E Ink.
It is cool.
Readable, battery-saving, and surprisingly close to the look of actual paper.
Adding a second screen?
Also cool.
The new Hisense A10 hits both notes, and frankly, it caught my eye immediately.
Hisense—a Chinese electronics giant better known for your living room TV and kitchen fridge—dropped news on the A10 Monday. Credible sources like Experience More on Weibo broke it down: the front sports an E-Ink display, while the back hides a detachable, colorful LCD screen. They teased it last month. Now it’s here, mostly for China anyway.
Price sits around $600 in China. US availability?
Murphy’s Law.
We will likely have to hunt through AliExpress, eBay, or other specialist importers if it doesn’t get a formal release here.

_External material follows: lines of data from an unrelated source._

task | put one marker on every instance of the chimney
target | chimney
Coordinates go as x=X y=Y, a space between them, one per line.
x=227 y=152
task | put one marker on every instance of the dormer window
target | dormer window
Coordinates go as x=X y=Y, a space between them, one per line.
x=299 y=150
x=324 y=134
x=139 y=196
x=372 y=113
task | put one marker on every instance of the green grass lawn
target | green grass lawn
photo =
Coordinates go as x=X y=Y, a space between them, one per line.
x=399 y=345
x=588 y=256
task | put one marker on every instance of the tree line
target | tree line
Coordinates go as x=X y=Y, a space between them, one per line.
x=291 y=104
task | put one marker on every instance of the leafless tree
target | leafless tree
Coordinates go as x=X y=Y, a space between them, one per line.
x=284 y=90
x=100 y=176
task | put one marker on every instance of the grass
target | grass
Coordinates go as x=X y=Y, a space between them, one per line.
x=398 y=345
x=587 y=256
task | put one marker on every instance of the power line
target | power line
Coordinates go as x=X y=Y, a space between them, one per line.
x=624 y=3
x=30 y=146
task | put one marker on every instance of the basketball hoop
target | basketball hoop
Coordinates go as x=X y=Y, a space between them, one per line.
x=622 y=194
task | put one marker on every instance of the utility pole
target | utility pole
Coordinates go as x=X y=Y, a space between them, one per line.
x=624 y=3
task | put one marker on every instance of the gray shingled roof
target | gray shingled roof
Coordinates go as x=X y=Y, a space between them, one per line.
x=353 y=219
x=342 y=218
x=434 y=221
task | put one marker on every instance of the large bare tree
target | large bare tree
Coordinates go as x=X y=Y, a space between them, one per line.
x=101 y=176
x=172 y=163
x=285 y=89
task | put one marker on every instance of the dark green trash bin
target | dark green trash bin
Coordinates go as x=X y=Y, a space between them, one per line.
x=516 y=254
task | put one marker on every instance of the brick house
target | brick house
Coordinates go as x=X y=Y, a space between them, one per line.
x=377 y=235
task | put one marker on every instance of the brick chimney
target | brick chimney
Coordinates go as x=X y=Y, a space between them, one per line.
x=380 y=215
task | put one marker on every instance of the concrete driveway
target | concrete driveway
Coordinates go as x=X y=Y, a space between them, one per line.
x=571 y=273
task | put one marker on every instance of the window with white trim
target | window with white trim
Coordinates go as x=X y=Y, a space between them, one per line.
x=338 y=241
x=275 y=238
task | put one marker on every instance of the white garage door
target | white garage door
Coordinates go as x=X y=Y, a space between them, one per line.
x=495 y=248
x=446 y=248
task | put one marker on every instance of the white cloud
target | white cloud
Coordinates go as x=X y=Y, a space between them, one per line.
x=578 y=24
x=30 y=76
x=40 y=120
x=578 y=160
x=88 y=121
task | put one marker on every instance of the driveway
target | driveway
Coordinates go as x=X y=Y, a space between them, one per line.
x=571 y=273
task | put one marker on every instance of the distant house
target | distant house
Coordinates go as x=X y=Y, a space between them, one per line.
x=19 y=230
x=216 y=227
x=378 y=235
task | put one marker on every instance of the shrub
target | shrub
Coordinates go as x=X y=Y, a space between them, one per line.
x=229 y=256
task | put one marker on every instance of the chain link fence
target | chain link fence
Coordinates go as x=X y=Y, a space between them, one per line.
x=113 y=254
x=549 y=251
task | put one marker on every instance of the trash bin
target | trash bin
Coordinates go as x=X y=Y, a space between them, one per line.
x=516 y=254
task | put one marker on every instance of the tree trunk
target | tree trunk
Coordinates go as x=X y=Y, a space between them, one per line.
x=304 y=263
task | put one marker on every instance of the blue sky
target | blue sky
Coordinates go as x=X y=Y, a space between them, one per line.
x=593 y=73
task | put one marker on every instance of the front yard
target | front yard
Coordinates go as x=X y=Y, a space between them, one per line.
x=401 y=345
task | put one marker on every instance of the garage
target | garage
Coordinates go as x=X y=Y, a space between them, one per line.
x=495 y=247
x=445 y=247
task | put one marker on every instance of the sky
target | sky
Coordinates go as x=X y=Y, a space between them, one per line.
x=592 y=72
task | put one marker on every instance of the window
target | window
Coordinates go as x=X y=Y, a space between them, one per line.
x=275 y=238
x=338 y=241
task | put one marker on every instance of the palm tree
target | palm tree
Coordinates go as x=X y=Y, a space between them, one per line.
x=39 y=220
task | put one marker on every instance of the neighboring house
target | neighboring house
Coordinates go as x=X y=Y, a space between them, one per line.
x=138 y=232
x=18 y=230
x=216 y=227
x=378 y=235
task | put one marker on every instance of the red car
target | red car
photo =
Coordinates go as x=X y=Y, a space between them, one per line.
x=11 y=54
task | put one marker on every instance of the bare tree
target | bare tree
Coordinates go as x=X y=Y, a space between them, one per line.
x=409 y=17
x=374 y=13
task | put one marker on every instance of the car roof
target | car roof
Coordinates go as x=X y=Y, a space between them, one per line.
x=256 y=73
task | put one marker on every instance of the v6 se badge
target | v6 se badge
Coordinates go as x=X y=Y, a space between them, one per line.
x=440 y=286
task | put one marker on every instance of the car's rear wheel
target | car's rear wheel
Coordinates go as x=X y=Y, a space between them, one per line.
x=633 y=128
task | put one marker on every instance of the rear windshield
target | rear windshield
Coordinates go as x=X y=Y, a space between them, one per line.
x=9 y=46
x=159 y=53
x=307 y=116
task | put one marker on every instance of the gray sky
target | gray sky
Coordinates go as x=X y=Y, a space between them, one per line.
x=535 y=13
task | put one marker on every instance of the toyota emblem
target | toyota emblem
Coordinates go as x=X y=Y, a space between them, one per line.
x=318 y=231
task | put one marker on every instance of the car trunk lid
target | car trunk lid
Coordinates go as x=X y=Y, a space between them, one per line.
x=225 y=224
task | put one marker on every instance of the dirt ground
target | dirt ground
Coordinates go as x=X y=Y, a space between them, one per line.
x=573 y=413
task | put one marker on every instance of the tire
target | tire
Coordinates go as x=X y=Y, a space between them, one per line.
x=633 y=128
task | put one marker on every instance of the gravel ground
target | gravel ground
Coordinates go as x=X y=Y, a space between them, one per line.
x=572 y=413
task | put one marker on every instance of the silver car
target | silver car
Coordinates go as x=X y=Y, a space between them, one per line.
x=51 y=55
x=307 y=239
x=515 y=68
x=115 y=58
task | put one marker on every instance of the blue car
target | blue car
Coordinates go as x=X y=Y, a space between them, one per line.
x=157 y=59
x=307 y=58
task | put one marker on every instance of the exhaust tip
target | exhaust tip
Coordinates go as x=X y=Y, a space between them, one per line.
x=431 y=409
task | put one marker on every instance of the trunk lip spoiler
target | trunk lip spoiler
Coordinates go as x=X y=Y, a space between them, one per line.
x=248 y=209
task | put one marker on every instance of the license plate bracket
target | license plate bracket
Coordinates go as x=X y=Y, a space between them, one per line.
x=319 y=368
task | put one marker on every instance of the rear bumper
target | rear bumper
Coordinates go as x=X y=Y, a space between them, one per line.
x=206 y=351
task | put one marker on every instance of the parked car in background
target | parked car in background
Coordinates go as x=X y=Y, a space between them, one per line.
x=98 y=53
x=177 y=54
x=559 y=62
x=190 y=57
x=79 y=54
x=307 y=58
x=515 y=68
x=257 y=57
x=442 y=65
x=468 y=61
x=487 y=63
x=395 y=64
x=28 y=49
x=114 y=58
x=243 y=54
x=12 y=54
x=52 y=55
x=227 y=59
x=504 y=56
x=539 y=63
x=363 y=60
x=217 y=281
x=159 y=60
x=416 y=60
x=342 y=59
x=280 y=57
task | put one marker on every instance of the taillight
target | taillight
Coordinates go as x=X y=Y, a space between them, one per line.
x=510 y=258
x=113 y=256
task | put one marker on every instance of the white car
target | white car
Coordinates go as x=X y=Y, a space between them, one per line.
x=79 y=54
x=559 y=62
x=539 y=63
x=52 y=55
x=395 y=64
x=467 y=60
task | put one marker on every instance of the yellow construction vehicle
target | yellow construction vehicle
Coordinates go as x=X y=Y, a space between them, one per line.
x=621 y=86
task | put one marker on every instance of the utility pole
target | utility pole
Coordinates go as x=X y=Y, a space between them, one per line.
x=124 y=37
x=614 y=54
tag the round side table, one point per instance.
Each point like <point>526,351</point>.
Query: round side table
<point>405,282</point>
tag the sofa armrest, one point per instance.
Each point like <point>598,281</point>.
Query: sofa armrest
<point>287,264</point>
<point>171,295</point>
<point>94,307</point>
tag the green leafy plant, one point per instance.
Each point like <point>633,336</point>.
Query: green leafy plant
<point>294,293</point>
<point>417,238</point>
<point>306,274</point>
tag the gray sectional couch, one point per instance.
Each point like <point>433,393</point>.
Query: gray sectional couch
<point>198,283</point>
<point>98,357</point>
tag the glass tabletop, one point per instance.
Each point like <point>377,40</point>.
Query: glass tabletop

The back screen might not even come with the phone. Expect it as a separate add-on. Think of the Vamvo modules you stick on iPhones. Magnet-based. Flexible.
The A10 promises flexibility in the most literal sense.
Take just the main phone for calls and texts? Battery lasts forever.
Need to watch a video? Play a game? Attach the color screen.
How they talk to each other technically remains a mystery. Hisense hasn’t spilled those beans.
Specs?
6.13-inch black-and-white main display. Android 16. 5G.
It runs on a 4nm Qualcomm oct-core chip. Solid. But don’t mistake it for a beast—the Snapdragon 8 Elite leaves it in the dust.
Hisense stayed silent on my request for comment.
Typical.
The Appeal of Less
Most companies scream “bigger screen, more power.”
Foldables are everywhere.
Apple’s upcoming Ultra or Fold model has everyone nervous and excited.
Hisense went a different direction.
A second screen, yes.
But paired with E Ink.
The E-Ink phone niche is small, sure, but it’s moving fast.
No glare. No eye strain.
The trade-off is speed.
Fast scrolling? No.
Netflix in the dark? Don’t count on it.
But the simplicity is the point.
I have owned Kindle e-readers and Kobos.
Reading feels natural because the matte, glare-free screens mimic paper.
It’s comforting.
The A11 idea marries that calm with the versatility of actual apps.
Tech reviewer Austin Evans, with his 6 million YouTube followers, likes it.
He sees a return to minimalism that doesn’t require giving up your smartphone life entirely.
“We know we spend too much time doom-scrolling,” he told CNET, pointing out the trap of modern convenience. “An E-Ink phone is generally compatible with apps, but the screen can’t handle it.”
So there you have it.
A smartphone that works like a smartphone.
One that refuses to addict you.
Do we really need more pixels, or do we need more time?
Maybe Hisense knows something the rest of us have forgotten.
Or maybe I am just nostalgic for a phone that didn’t want me to look at it.